But what if that's not what I want? Is there something wrong with me? What if I think I'm different? What if I think that what I want is to get on the train and keep going, working my way here and there around the world my whole life just to go places and never finding a husband but always making reuninions with if not live with my home-girl (s) in some funky house we share and writing novels and books here and there throughout my life that aren't published until I take them all in a big stack to someone later and then they're the voice of a generation. Am I crazy? Probably. Is this life possible? Probably. Will I end up alone and lonely and wish I'd saved more for my old age and married Steev? Maybe. But maybe not. Just maybe I'm different. Just maybe I can see most of the world in my lifetime.

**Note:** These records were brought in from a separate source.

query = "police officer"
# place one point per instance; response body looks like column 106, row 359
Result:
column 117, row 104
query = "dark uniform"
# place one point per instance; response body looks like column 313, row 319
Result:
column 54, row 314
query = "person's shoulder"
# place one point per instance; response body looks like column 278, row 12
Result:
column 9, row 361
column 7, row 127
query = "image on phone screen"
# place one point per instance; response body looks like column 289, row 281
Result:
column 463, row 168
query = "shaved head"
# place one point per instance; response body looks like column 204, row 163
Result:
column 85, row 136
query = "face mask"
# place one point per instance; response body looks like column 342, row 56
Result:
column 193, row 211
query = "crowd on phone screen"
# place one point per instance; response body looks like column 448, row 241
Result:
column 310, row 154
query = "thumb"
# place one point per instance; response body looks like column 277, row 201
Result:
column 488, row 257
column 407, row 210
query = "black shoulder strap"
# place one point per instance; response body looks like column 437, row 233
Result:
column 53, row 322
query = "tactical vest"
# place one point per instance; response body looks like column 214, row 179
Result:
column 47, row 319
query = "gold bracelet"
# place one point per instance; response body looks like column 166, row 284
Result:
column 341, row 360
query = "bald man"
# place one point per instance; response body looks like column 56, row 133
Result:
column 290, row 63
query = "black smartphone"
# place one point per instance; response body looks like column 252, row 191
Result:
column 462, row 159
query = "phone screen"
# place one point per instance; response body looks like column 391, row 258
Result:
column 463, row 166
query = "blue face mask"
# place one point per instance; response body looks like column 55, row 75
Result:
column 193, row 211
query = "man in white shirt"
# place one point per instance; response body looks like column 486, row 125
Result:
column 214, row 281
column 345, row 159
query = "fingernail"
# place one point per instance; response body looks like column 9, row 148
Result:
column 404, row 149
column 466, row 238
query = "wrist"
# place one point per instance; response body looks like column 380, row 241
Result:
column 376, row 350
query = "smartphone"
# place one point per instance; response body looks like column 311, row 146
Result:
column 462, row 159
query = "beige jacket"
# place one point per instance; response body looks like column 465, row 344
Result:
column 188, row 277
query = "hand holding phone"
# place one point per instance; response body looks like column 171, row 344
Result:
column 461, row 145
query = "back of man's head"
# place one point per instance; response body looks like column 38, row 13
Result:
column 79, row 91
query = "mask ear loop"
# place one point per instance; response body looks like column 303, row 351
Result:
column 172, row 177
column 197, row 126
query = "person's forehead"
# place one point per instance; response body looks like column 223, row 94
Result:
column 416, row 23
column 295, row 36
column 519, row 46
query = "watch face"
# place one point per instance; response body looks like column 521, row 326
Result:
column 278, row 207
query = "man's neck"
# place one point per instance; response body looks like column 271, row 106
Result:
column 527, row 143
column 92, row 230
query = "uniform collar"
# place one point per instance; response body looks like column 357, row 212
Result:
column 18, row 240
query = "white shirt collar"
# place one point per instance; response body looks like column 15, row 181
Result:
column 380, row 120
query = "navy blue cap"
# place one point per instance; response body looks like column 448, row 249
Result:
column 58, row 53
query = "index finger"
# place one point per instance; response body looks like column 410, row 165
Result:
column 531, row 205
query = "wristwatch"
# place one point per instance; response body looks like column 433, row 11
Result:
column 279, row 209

Maybe I can be fulfilled and be close with people, girlfriends and boyfriends, without ever having that other life. Maybe I am different, and alive, and maybe I can be just as happy my own way.

So why do I cry when I hear people talk about brides?

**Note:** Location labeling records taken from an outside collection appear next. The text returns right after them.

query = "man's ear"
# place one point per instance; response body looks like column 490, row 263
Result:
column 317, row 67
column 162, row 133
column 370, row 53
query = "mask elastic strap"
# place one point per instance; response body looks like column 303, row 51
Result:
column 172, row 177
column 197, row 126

Because I know I won't be one by choice?

Because I couldn't be one by rejection?

Because I wish I were one?

Because I think bride-hood is a tragicaly beautiful ignorant thing, like the way i was when I used to think about getting married on my college graduation day to pig-boy?

Because I still believe in love?

Its all a paradox, like how people ask you to answer the question " A rooster laid an egg on the top of an A-frame barn, which side did the egg roll down?" and then you try to answer it and they say, "Silly, roosters don't lay eggs" Its like, I'm a rooster. And love/partnership is the egg. Technically, I'm a chicken and chickens lay eggs. And I want to lay an egg. And eggs are beautiful perfect things that I believe in. I know eggs exist because I've seen them before and they are just lovely. And plenty of chickens out there lay eggs all the time. But the chickens who can and do are hens, and I'm a rooster, see.

Its definitely not that I'm a damaged or crazy hen or anything. (Maybe she doth protest too much!) Its that I'm a rare and beautiful rooster. Or maybe I'm a hen that had an awakening and now understands her full potential to be the rooster, and with that knowledge she has separated herself from the coop and just can't lay that egg now, which is sad on one level but on another level its really beautiful, because maybe she can shake her tailfeathers. or hang out with chicks.

Ok, now I'm laughing!! Which is a good relief from crying. Life is good. Its all good. "It's casual."